19. Luna
19
"Should I get the squeaky caterpillar or the squeaky bone?" I held both up as I turned to face the five reporters who'd followed me into the store. "Do any of you jerks have dogs?"
"Danny has a dog," a skinny blond guy said, pointing at Danny Mills, roving reporter for celebgossip.com and bane of my life.
"Nah, my wife took him in the divorce."
"Oh gee, I can't imagine why she dumped you. Anyone else?"
Out of the corner of my eye, I saw Ryder's lips twitch.
"I got a cat," another offered. A Latino, and he must have been new because I didn't recognise him.

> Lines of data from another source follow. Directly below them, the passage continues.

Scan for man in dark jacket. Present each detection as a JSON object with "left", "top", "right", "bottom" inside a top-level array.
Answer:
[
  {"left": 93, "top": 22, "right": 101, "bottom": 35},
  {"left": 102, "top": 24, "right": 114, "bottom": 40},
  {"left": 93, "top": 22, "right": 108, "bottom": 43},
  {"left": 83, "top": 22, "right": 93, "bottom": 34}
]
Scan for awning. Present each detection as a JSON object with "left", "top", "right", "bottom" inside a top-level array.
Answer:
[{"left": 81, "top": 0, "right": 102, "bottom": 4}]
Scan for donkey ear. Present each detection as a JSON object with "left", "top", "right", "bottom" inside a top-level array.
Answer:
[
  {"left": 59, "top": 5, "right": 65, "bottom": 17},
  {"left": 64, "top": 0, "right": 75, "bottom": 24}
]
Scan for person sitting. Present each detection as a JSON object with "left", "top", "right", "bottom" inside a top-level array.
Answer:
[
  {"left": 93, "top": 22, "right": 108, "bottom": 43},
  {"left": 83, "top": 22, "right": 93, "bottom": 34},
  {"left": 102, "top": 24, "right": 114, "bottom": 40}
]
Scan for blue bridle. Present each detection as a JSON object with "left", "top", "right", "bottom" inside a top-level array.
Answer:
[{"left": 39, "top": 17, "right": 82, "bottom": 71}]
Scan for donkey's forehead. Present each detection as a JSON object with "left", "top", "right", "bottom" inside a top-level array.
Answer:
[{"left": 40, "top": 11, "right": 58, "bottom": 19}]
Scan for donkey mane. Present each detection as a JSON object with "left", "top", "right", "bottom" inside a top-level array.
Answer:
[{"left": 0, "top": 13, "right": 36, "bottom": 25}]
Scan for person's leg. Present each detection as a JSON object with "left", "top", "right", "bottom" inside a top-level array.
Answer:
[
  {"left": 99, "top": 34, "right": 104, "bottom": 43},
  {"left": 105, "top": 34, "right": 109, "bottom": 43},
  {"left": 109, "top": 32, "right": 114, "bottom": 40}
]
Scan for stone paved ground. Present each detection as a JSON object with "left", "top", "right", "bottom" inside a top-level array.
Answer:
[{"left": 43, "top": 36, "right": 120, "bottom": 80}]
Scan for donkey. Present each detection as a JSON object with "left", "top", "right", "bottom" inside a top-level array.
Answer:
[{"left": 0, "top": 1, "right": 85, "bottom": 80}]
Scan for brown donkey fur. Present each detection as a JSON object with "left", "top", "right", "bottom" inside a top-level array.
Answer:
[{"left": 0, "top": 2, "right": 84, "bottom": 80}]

"That's a whole other species. Didn't you go to school? You know what? I'll just buy both. Do these cooling mats work?"
"Why don't you try one and find out?" Danny suggested.
"So you can take a picture of me lying on the floor in the pet store and tell everyone I'm having a breakdown? Do you think I was born yesterday?"
"Can you tell us about the dog you're getting?" the new guy asked.
That, I could do.
"Sure. His name is Rocky, and I'll be looking after him for Helping Paws. It's a small shelter based near Summerlin, and I'm sure they'd be thrilled if you swung by to snap some photos."
"What breed is Rocky?"
"Who knows? He's black and very cute."
"How old is?—"
"Dogs need walking, right?" Danny asked.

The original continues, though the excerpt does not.